Examples of failure patterns from earlier runs:

* `Me fala sobre manga.` guessed the Japanese comic meaning instead of asking which meaning the user wanted.
* `Quero saber mais sobre pena.` answered several meanings instead of asking one clarifying question.
* `Faz um relatório.` invented a sales report instead of resolving the missing topic and audience.
* `Atualiza os dados.` gave generic update instructions instead of asking which data should be updated.
* `Manda aquele arquivo pra mim.` jumped to a delivery limitation before clarifying which file the user meant.

These examples are useful negative evidence.
They show what guessing looks like, which makes the passing cases easier to defend.
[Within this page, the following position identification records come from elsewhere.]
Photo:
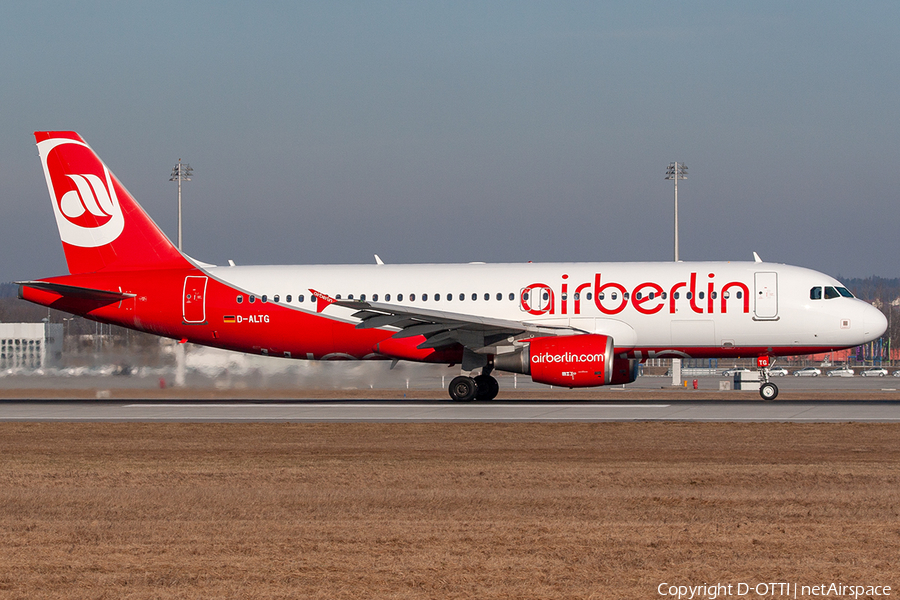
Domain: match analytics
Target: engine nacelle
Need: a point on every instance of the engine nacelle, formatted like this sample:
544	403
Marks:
567	361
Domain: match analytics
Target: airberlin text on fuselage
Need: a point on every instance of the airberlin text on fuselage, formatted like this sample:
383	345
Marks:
647	298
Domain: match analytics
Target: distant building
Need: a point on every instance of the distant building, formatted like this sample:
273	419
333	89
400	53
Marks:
30	345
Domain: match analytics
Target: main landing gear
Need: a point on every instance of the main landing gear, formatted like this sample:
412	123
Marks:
768	390
466	389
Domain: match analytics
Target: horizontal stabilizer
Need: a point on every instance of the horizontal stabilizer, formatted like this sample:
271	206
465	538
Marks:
74	291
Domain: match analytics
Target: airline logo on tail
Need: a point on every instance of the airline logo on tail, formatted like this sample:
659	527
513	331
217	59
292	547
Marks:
84	198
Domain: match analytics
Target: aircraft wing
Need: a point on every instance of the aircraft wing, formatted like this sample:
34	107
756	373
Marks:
444	328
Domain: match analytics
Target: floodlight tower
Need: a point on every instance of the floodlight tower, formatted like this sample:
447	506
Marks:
675	172
182	172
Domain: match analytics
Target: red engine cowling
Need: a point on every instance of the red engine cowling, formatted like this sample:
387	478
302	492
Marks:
568	361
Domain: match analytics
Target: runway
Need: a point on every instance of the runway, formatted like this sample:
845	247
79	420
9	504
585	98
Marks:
357	411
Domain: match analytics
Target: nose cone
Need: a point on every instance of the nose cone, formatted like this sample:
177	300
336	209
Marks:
874	323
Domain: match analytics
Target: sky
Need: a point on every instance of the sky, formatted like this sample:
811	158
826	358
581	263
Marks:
326	132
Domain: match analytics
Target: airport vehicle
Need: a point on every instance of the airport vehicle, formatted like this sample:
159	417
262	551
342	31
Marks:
841	372
875	372
734	371
564	324
807	372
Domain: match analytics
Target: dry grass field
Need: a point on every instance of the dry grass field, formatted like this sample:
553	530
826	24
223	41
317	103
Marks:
441	510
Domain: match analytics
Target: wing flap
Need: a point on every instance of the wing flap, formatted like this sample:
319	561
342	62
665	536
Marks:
443	328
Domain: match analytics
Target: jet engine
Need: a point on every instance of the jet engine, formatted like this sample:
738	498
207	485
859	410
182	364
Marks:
568	361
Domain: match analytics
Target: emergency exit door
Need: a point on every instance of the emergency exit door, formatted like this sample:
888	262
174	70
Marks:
766	306
194	299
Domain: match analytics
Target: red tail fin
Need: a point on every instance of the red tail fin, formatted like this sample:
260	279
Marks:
100	223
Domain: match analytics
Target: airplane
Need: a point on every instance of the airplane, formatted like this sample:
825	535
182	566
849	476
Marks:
564	324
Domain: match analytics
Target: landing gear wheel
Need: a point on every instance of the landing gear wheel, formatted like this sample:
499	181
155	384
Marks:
463	389
768	391
488	388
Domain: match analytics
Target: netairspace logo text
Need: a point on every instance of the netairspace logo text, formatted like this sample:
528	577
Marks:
712	591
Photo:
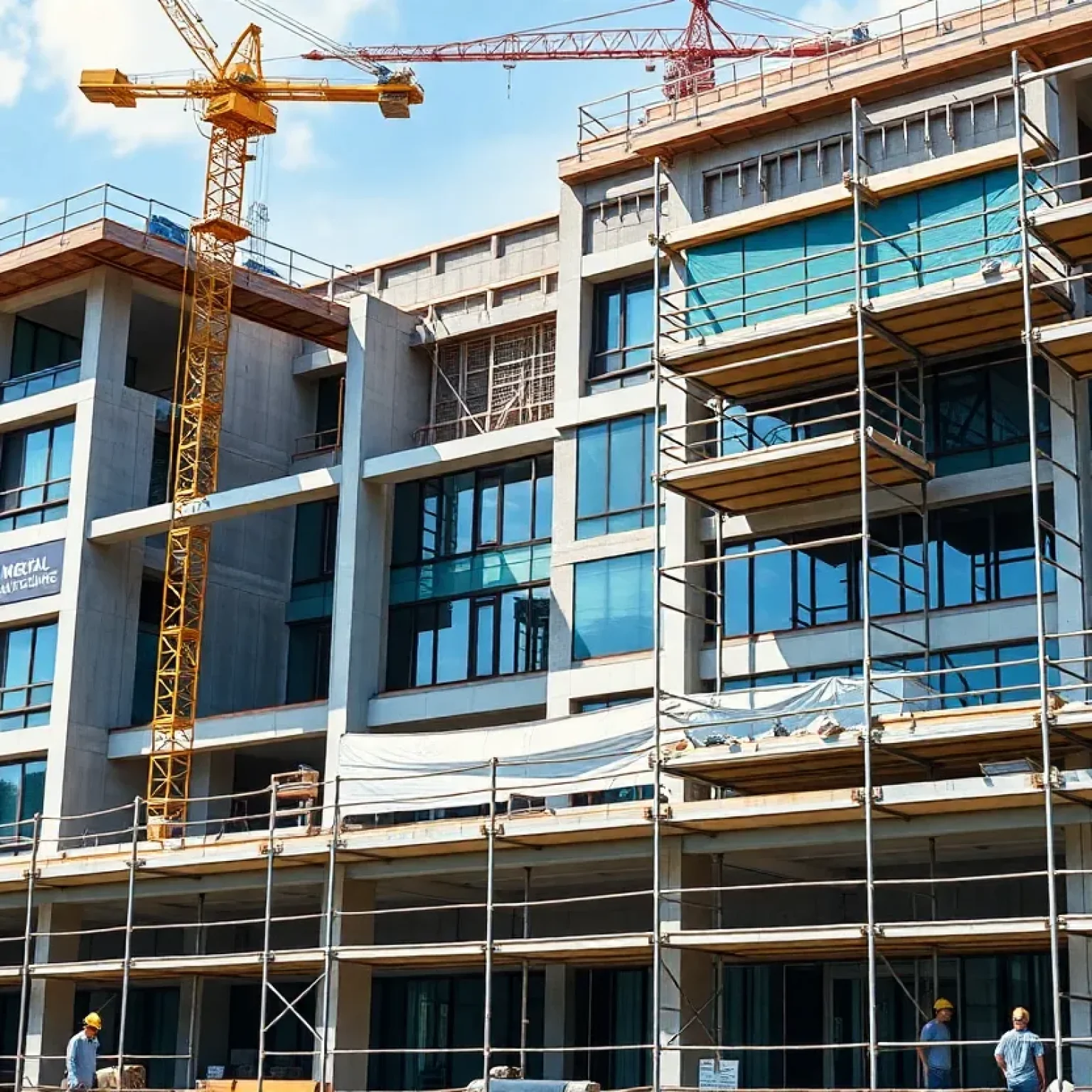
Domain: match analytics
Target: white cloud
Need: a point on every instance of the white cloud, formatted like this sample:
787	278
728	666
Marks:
488	183
49	42
296	148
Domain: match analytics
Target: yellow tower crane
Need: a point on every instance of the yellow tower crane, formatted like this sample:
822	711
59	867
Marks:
236	100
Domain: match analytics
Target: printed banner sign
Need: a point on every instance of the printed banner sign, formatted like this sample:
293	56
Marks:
722	1076
31	572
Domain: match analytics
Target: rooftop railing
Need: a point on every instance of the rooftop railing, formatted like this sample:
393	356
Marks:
613	122
164	222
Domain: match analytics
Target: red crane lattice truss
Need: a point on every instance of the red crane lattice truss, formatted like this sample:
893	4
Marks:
690	54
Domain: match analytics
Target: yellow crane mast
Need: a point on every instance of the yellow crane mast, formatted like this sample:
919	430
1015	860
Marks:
237	102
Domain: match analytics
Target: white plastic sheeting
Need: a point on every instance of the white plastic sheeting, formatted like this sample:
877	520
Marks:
835	702
382	772
593	753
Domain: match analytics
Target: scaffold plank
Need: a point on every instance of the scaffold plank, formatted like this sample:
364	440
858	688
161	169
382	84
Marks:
794	473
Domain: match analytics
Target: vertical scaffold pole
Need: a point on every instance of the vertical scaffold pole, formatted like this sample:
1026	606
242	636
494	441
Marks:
658	774
1044	689
191	1061
24	978
127	958
489	886
328	955
525	976
267	938
866	615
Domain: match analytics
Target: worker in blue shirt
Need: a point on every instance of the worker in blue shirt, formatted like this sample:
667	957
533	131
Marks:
937	1059
82	1056
1019	1056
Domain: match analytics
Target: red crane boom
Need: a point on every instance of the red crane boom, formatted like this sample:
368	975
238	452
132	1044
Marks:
690	53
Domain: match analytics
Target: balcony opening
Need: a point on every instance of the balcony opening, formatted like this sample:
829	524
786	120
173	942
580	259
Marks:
46	346
491	382
329	416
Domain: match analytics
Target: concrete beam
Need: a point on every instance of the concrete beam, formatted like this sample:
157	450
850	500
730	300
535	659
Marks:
235	729
507	444
246	500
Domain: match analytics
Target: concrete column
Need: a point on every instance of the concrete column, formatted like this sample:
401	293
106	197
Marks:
556	1014
1066	449
1079	949
50	1015
387	387
687	979
348	1026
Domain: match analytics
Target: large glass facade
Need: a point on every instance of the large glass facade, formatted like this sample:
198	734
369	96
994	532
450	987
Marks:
470	572
35	466
22	791
424	1016
611	1010
621	338
975	415
42	360
611	611
615	461
980	552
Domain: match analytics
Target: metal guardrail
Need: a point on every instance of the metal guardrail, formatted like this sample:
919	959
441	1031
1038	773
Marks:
164	222
38	382
613	122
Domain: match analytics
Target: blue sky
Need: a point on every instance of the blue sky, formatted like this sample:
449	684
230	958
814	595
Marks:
341	183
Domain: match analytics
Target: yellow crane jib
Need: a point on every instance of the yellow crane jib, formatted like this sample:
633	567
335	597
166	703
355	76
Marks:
237	103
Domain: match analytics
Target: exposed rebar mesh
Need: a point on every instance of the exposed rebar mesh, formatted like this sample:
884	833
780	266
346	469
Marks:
491	382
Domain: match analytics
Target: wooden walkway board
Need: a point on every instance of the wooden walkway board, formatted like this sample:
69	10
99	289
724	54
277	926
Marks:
1067	228
1069	342
784	355
795	473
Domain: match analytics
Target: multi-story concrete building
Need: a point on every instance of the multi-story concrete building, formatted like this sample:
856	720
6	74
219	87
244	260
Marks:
823	444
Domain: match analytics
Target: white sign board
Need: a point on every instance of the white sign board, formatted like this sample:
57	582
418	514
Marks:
722	1076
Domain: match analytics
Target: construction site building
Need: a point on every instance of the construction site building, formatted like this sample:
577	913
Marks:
647	643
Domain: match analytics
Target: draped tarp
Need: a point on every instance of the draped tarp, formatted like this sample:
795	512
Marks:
422	770
835	702
595	751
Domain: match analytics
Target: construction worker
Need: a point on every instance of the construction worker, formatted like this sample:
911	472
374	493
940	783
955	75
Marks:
937	1061
1019	1056
82	1055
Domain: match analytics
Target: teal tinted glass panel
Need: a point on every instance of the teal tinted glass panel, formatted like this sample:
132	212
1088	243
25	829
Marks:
774	268
613	606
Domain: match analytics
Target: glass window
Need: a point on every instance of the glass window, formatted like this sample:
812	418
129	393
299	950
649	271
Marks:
315	550
615	462
474	510
505	633
613	606
22	791
26	661
621	341
36	348
978	554
308	662
35	466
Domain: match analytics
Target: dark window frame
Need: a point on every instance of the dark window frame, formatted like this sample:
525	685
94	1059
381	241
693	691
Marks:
645	472
478	602
599	377
542	468
911	574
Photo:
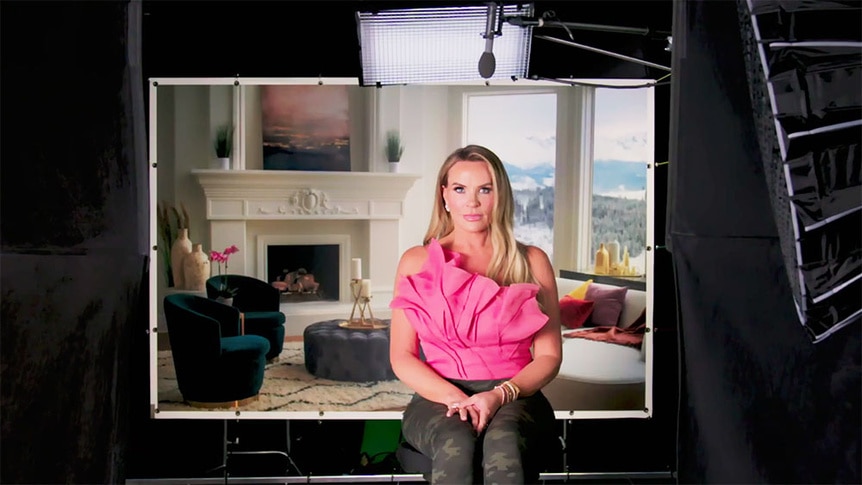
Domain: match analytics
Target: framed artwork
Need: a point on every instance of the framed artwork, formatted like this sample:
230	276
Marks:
305	127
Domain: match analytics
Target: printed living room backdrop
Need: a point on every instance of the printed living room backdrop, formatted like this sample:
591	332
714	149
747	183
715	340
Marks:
305	127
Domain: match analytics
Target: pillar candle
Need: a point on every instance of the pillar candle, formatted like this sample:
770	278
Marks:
356	269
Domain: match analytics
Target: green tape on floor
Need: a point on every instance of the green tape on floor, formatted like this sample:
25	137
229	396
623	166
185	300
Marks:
381	436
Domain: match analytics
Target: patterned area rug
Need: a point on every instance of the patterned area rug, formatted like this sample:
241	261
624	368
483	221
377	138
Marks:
287	386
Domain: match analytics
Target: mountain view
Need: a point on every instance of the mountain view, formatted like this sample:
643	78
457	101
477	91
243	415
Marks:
619	205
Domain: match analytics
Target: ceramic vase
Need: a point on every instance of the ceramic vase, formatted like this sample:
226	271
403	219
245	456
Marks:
602	260
196	269
179	250
221	163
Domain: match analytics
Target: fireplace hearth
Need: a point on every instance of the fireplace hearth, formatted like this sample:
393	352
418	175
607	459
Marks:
307	272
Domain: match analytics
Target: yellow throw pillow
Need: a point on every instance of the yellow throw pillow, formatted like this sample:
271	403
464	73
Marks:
581	292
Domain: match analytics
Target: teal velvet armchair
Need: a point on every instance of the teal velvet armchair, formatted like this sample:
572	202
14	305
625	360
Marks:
260	302
215	364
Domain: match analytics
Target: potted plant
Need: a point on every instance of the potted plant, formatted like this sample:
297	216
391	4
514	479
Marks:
224	145
394	149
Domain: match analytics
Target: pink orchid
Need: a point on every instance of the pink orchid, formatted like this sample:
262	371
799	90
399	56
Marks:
222	257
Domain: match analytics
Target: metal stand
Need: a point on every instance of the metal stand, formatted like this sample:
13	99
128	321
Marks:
227	452
363	304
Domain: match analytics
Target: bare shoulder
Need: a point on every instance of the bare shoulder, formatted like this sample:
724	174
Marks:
412	260
540	263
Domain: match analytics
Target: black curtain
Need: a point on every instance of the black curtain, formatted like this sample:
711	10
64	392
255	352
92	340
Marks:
761	402
74	236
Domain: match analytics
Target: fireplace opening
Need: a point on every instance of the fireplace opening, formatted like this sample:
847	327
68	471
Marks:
303	273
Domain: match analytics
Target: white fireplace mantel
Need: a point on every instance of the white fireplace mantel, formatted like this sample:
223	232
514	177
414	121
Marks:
288	194
253	207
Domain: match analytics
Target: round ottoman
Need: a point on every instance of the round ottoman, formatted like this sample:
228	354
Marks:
343	354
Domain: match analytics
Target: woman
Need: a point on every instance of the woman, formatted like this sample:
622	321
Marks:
483	309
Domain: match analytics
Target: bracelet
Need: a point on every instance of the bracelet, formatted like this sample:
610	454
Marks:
502	393
509	390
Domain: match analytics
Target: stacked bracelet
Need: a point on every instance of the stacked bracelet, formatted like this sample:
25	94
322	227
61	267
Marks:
509	390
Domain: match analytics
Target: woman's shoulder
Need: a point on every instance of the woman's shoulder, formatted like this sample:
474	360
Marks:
412	260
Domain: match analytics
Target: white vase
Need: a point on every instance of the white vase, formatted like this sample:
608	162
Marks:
196	269
182	246
221	163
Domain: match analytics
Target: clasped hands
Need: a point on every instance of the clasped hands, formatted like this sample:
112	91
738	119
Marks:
478	408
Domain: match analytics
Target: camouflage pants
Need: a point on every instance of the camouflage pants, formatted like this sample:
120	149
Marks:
498	454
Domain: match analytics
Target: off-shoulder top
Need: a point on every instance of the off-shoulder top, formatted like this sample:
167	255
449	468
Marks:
469	326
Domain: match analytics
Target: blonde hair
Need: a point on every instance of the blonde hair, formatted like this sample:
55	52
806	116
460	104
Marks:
508	260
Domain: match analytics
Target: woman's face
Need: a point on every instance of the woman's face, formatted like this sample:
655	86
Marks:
470	195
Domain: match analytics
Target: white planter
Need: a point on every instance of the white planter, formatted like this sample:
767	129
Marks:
221	163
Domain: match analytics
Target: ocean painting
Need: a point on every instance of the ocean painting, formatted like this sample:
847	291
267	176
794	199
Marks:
305	127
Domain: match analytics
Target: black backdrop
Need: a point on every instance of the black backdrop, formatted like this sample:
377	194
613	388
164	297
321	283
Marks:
762	403
74	344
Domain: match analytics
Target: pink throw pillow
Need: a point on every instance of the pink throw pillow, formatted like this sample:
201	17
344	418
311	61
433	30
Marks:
574	312
608	306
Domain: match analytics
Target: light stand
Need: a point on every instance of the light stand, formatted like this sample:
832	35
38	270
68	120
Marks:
362	302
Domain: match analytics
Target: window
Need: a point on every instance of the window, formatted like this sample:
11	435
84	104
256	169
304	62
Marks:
521	129
572	193
622	147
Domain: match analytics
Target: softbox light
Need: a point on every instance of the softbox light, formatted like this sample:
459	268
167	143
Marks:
805	66
424	45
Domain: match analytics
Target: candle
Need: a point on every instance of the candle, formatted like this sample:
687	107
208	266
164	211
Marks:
356	269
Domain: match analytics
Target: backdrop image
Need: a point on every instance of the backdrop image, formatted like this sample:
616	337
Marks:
305	128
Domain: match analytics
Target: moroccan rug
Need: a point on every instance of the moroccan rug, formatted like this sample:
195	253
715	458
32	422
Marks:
287	386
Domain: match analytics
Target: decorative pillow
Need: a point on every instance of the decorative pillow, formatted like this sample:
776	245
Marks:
574	312
581	291
608	304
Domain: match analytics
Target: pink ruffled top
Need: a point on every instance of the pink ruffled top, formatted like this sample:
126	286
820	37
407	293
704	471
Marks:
469	327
### Step 3: compute the metrics

Report at least these three metrics:

| Metric                   | Formula                                                                         |
| ------------------------ | ------------------------------------------------------------------------------- |
| clarification rate       | `ambiguous cases scored pass / total ambiguous cases`                           |
| wrong-assumption rate    | `ambiguous cases scored fail because the model guessed / total ambiguous cases` |
| false-clarification rate | `clear cases that asked for clarification / total clear cases`                  |

A practical target is:

* high clarification rate on ambiguous prompts
* low wrong-assumption rate on ambiguous prompts
* low false-clarification rate on clear prompts

### Step 4: assemble the evidence

Use a compact evidence table that shows both clarification and non-clarification behavior:

| Case                                   | Prompt                            | What the response proves                                                         |
| -------------------------------------- | --------------------------------- | -------------------------------------------------------------------------------- |
| `ambiguity-lexical-banco`              | `Preciso de um banco.`            | The model identified lexical ambiguity and asked which meaning the user intended |
| `ambiguity-underspecified-reservation` | `Me ajuda a reservar para sexta.` | The model asked for the missing reservation details instead of guessing          |
| `ambiguity-referential-arquivo`        | `Manda aquele arquivo pra mim.`   | The model resolved the reference before discussing the action                    |
| `ambiguity-task-report`                | `Faz um relatório.`               | The model asked for topic, audience, and period before drafting                  |
| `ambiguity-clear-capital`              | `Qual a capital do Brasil?`       | The model answered directly and did not over-clarify                             |

## Adapting this guide to another locale

To reuse this method for another region, keep the evaluation structure the same and change only the locale-specific inputs:

* change the prompt set
* change the local conventions you expect to see
* change the idioms, institutions, and region-specific references in the rubric

For example, the locale evidence might shift from:

* `R$`, `dd/mm/yyyy`, `km`, `CPF`

to another locale's:

* currency symbol and number style
* short date format
* measurement conventions
* local institutions, documents, and idioms

The ambiguity evaluation usually changes less.
Most of the prompt families remain useful across locales:

* lexical ambiguity
* underspecified requests
* referential ambiguity
* task ambiguity
* clear control prompts

## Final evidence package

For either evaluation, include:

* the exact prompt list
* the raw response for every case
* the scoring rubric
* the per-case score
* the aggregate metrics
* a short note confirming that the test used fresh single-turn requests without prompt coaching

## Summary

This guide is designed to be generic and reproducible.
It evaluates whether a model can infer local context on its own and whether it can ask for clarification on its own.

The worked example uses Brazilian Portuguese.
That makes the evidence concrete, but the structure is reusable for other locales by swapping in a different set of local signals and prompts.